The Treasury Department, following up on the Supreme Court’s ruling in June striking down a key section of the 1996 Defense of Marriage Act, announced that gay and lesbian couples possessing a marriage license from any U.S. state that allows same-sex marriage can file joint federal tax returns.
Beginning with the 2014 tax filing season, the IRS will use a “state of celebration” standard for recognizing same-sex marriages. Couples can file joint federal tax returns even if they move to states that do not permit same-sex marriages – although they may have to file their state tax returns as if they were not married, depending on state laws. Same-sex couples may also file amended tax returns for 2010, 2011 and 2012.

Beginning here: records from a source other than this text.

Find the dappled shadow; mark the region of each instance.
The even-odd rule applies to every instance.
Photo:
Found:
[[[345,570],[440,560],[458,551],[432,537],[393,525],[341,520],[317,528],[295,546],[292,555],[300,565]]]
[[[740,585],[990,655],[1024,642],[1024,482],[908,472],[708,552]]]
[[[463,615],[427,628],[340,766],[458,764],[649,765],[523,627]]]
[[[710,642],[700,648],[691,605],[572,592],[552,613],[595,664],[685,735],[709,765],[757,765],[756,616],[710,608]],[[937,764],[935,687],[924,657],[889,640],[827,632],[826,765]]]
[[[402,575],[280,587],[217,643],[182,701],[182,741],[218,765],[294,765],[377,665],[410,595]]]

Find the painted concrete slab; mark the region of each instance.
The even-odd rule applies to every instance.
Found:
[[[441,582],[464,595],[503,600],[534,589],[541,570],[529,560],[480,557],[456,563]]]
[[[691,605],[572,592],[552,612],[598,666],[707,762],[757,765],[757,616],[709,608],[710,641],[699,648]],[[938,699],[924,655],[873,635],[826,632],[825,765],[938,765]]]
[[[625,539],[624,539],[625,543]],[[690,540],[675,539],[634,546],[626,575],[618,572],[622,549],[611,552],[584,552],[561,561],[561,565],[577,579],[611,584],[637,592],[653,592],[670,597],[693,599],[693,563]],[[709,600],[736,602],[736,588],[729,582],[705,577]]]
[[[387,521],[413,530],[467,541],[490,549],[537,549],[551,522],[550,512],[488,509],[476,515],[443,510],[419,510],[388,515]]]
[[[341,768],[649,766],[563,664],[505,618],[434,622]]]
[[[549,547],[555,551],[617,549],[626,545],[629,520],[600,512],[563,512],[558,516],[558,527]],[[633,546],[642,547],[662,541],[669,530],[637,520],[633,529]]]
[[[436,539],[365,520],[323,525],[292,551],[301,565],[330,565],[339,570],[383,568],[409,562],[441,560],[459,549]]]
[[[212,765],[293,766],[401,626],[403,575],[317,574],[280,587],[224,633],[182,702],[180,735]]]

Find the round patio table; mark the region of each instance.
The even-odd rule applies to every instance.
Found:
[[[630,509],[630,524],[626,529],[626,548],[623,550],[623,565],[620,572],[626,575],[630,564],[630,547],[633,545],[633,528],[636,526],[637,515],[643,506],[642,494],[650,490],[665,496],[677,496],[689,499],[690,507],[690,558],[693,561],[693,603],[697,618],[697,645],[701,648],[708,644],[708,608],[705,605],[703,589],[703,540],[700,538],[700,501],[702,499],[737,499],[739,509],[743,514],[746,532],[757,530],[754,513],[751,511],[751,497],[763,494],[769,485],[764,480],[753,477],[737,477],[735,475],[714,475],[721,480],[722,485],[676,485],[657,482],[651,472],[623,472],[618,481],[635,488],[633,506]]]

Under the new rules, same gender loving couples will be treated as married for all federal tax purposes including income, gift, and estate taxes, according to the Treasury Department. This also covers all federal tax provisions such as personal and dependent exemptions and standard deductions.
Thirteen states and the District of Columbia permit same-sex couples to marry. These states are California, Connecticut, Delaware, Iowa, Maine, Maryland, Massachusetts, Minnesota, New Hampshire, New York, Rhode Island, Vermont and Washington.
The new IRS ruling creates some complications for the 24 states that do not recognize same-sex marriage but require taxpayers to reference the federal tax return when filling out their state tax forms, reports the Tax Foundation, a nonpartisan research organization that has monitored fiscal policy at the federal, state, and local levels since 1937.
“States should not consider the option of ‘delinking,’ or ‘decoupling,’ the state’s tax code from the federal tax code,” warns Joseph Henchman, Vice President of State and Legal Projects at the Tax Foundation.
“At first glance, this may seem a viable solution, since deleting all state references to the federal tax code eliminates all need to refer to the federal tax return. However, decoupling is a move away from sound tax policy, because it increases tax burdens, reduces stability, and exacerbates an already complex income tax code,” Henchman explains.
Henchman acknowledges that using a “state of celebration” standard will present challenges in compliance and enforcement that would not occur under a “state of residence” standard. But, “states have viable options for accommodating the federal change with minimal effort that would affect only a few taxpayers,” he adds.